This isn’t a full-blown post. Instead, I just want to point you to this essay in The Guardian by one of my favorite authors, George Saunders, about how the act of writing and reading fiction might help us better understand the Jan. 6 insurrectionists.
Saunders isn’t interested in justifying the insurrectionists, but he isn’t into “othering” them either.
Now, so as not to get too dreamy about this: the guy who charges into a school and kills a bunch of kids – he’s also on a continuum with me. And with, you know, Gandhi. This idea of existing on a continuum doesn’t mean, “We are all good,” or “We are all, brothers and sisters, exactly the same,” or “All is forgiven, no matter what you do,” but, rather, something like: “Wherever you are on the human continuum, I can know you, approximately. I’m going to proceed on that basis: whatever tendencies are large in you, must be here somewhere, perhaps smaller and/or nascent, in or me.”
Could I, approximately, know the people in that crowd that rushed into the Capitol? Of course. Does that tendency – to fail to know propaganda when I see it, and react to it with violence – exist in me too? I know for a fact that it does. Why is this more comforting than terrifying? Well, because it implies that these people are not beyond my understanding, nor your understanding, and that no one is.

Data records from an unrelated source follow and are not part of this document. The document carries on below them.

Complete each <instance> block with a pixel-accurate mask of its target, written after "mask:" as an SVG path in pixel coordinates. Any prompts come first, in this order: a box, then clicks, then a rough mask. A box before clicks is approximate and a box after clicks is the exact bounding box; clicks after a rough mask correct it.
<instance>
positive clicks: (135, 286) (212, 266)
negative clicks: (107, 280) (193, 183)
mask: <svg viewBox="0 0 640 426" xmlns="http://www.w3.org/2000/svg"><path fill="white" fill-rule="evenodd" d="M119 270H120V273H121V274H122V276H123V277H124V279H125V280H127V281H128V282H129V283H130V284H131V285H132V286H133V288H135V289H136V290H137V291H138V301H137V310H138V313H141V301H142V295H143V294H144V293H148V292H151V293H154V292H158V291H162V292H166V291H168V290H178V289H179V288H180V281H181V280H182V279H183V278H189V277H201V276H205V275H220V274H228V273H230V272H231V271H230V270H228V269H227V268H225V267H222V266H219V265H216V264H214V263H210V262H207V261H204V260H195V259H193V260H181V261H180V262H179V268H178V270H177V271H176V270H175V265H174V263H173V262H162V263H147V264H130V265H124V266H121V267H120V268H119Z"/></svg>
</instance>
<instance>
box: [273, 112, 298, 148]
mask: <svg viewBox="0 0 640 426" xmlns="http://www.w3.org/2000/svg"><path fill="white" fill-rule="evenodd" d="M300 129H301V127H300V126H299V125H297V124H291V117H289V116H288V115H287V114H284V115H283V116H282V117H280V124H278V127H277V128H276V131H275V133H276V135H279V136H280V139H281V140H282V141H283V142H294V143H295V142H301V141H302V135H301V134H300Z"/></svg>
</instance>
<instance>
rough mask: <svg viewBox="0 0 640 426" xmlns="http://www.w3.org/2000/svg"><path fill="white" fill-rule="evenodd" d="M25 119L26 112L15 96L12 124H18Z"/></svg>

“This is not a form of enabling,” Saunders adds, but “rather, as a form of empowerment: armed with a fuller picture, I’ll know better when to act, and how. I’ll also know when to sit still and do nothing.” The empathetic imagination doesn’t demand squishiness of us, or a failure to call right right and wrong wrong. But it does help us understand better what we’re looking at — and, perhaps, the possibility that we’re prone to falling into the same bad habits and actions we despise in others.